Chinese dissident artist Ai Weiwei on Thursday sat for a haircut and trim from a migrant barber at the Greek border camp of Idomeni to once again draw attention to the plight of thousands trapped there in squalor.
“I needed a haircut … And of course, it is obviously symbolic. Anything we do is symbolic,” Ai said afterwards.
“For me that means I have permanently (left) some of my hairs on this ground and they will never come back to me,” he said.
Ai has taken a personal interest in the thousands of refugees and migrants who have risked their lives to get to Europe, only to find their path barred by a barrage of border closures.

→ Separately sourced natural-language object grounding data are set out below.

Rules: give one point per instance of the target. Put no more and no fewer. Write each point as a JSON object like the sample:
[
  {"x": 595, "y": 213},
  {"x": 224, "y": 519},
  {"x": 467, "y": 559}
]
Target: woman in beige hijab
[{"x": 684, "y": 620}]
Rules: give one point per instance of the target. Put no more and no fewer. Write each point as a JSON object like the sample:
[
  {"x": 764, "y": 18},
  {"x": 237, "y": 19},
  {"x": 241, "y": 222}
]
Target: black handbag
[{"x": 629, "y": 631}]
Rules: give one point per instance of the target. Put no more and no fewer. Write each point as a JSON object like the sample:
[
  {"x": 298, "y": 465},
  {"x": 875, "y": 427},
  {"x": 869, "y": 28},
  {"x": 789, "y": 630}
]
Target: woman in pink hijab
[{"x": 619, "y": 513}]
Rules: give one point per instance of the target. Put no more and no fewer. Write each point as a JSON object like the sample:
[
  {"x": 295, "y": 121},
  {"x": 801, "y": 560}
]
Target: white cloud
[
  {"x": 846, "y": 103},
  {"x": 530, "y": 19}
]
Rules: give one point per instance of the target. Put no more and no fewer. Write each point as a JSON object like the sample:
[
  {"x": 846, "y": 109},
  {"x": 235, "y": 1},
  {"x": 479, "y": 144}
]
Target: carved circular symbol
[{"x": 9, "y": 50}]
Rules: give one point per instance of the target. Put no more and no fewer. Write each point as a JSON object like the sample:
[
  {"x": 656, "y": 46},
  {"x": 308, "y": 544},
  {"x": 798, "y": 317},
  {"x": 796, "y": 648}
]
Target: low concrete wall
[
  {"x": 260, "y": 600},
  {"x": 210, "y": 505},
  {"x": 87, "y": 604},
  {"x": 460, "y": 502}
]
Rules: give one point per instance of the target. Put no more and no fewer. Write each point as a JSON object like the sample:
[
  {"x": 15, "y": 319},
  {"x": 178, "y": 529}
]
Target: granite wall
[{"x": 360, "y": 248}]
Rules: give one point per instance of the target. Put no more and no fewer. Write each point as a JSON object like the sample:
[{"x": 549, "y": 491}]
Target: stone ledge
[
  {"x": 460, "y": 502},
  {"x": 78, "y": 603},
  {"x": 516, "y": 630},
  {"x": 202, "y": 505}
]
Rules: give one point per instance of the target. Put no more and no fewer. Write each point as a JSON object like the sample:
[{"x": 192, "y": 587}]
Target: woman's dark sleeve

On Saturday, the artist set up a white grand piano in the muddy, rain-drenched refugee camp on the Greek-Macedonian border, allowing a young Syrian woman to tinkle the ivories for the first time in years.
He and others held up a plastic sheet so 24-year-old Nour Alkhzam, who is hoping to reach her husband in Germany, could play for 20 minutes in a field where over 14,000 migrants and refugees are stuck in grim conditions after Macedonia and other Balkan nations shuttered their borders to stem the refugee flow.
Last month, he draped thousands of lifejackets discarded by migrants arriving in Greece around the columns of Berlin’s Konzerthaus concert hall.
And in January, the artist closed down an exhibition of his work in Copenhagen in protest after lawmakers passed a controversial bill allowing authorities to seize valuables from asylum seekers.
China’s most prominent contemporary artist, Ai helped design the Bird’s Nest stadium for the Beijing Olympics and has been exhibited around the globe, but his works have often run afoul of China’s authorities.
He was detained in 2011 for 81 days over his advocacy of democracy and human rights as well as other criticisms of the government in Beijing.